4.1.4. De Raad heeft in het kader van deze rechtsvraag een aantal vragen gesteld aan het Internationaal Juridisch Instituut. In de rapportage van 17 december 2007 heeft dit Instituut onder meer het volgende opgemerkt:
“Uit bovenstaande uiteenzetting volgt dat de moeder naar Marokkaans recht niet is bekleed met gezag over haar kinderen op een wijze zoals wij dat in de meeste West-Europese wetgevingen kennen. Het gezag als zodanig berust uitsluitend bij de vader.
Het verzorgingsrecht als onderdeel van het gezag wordt gedurende het huwelijk door de ouders gezamenlijk uitgeoefend en na beëindiging van het huwelijk komt dit recht in beginsel aan de moeder toe totdat de kinderen een bepaalde leeftijd hebben bereikt. (…)
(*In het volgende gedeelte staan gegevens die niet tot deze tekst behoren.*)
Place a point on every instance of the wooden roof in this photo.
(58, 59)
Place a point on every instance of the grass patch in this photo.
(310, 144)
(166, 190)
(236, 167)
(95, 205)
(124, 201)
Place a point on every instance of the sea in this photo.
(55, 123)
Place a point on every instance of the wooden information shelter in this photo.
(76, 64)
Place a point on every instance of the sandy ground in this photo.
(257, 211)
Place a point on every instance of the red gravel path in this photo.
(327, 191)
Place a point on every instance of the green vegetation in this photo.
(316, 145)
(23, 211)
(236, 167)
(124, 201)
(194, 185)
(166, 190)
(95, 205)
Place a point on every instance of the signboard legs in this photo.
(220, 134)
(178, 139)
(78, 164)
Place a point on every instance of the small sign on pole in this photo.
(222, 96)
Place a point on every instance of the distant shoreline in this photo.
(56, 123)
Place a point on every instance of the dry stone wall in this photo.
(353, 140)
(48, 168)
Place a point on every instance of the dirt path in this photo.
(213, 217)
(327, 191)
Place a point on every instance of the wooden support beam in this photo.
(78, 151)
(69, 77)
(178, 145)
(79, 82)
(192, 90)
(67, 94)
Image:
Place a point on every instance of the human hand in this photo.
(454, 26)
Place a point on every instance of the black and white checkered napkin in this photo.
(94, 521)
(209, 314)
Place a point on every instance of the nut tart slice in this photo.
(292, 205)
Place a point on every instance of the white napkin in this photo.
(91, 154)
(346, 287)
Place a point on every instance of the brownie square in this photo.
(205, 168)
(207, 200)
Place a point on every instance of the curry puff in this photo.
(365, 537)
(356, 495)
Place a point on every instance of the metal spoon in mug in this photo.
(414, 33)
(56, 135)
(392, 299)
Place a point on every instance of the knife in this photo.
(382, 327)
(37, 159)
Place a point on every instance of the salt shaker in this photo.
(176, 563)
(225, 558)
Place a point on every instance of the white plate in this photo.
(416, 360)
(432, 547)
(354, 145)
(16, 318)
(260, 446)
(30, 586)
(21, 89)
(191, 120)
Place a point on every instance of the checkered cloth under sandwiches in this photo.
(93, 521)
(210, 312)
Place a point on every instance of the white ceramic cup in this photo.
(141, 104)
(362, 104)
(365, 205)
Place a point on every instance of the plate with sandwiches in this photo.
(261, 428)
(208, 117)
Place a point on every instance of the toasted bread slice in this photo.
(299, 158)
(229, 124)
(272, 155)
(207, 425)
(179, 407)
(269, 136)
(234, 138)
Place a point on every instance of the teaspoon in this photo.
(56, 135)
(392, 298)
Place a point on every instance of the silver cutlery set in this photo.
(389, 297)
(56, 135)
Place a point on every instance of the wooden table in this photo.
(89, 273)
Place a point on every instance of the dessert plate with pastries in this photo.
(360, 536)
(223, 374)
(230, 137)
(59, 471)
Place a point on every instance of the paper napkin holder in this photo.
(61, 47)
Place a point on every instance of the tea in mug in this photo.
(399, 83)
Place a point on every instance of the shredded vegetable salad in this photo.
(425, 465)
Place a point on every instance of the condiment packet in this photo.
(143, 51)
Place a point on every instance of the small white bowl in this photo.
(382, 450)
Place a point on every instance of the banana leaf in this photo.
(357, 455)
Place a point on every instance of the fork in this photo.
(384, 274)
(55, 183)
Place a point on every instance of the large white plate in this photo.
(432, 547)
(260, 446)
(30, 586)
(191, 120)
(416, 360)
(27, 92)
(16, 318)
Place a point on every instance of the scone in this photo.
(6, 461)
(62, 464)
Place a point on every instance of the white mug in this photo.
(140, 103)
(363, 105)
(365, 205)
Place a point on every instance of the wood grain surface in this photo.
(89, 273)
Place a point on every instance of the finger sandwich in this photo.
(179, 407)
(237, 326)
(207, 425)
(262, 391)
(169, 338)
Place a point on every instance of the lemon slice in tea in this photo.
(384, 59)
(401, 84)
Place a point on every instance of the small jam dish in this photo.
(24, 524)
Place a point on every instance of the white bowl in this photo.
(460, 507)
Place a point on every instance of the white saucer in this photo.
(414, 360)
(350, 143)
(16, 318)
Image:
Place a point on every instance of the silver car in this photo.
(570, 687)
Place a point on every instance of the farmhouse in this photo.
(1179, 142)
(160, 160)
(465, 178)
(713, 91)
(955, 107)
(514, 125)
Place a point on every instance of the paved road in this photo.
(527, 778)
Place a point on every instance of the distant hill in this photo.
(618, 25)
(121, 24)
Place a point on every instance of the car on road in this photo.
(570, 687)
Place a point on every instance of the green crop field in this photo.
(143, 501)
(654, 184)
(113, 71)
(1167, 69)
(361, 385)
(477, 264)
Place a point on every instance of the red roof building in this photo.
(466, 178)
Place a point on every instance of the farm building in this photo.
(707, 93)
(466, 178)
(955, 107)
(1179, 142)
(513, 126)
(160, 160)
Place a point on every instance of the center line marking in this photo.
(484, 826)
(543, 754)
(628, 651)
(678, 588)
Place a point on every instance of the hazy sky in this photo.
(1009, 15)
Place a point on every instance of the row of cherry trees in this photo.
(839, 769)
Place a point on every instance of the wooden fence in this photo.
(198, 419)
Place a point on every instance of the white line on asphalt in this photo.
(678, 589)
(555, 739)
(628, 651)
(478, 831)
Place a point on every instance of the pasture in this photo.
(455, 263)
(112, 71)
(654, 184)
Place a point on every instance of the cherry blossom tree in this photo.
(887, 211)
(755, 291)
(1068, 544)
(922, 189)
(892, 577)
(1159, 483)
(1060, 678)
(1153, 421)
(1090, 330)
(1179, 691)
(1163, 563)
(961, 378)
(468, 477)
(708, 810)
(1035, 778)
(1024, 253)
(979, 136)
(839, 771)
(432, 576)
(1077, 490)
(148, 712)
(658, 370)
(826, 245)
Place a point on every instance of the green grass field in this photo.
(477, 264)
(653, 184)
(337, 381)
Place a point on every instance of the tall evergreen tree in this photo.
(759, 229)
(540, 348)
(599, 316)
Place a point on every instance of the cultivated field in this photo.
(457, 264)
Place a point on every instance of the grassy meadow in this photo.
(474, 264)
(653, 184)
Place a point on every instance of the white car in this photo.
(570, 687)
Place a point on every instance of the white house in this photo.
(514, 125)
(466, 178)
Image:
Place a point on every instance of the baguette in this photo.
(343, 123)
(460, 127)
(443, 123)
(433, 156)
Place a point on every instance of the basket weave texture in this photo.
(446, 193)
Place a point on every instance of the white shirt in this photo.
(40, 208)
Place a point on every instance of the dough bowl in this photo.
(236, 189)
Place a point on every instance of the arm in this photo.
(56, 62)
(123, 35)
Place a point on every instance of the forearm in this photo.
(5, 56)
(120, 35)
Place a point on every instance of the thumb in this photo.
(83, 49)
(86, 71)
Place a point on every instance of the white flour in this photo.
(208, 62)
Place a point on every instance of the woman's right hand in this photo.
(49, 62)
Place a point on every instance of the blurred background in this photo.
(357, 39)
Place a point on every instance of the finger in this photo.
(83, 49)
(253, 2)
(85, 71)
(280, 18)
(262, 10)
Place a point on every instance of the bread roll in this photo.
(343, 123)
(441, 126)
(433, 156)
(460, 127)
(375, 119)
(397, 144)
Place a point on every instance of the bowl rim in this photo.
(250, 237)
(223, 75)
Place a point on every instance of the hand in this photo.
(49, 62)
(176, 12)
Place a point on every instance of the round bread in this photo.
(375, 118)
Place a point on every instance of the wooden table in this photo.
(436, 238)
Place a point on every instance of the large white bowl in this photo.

Bovenstaande uiteenzetting rechtvaardigt naar onze mening de conclusie dat de moeder (vóór het overlijden van de vader) op grond van het Marokkaanse recht niet was belast met het gezag over haar kinderen zoals wij dat naar maatstaven van Nederlands recht beoordelen, aangezien het gezag als zodanig naar Marokkaans recht uitsluitend bij de vader berust. Het vonnis van de rechtbank te [plaatsnaam], Marokko, heeft mitsdien naar onze mening ook niet tot gevolg gehad dat de moeder is ontzet noch ontheven uit het gezag zoals dit wordt beoordeeld naar Nederlands recht of zoals bedoeld in artikel 9 Algemene Nabestaandenwet. Op grond van de door ons bestudeerde documentatie achten wij bovendien de conclusie gerechtvaardigd dat de moeder na het overlijden van de vader, naar Marokkaans recht van rechtswege is belast met het gezag over haar kinderen.”.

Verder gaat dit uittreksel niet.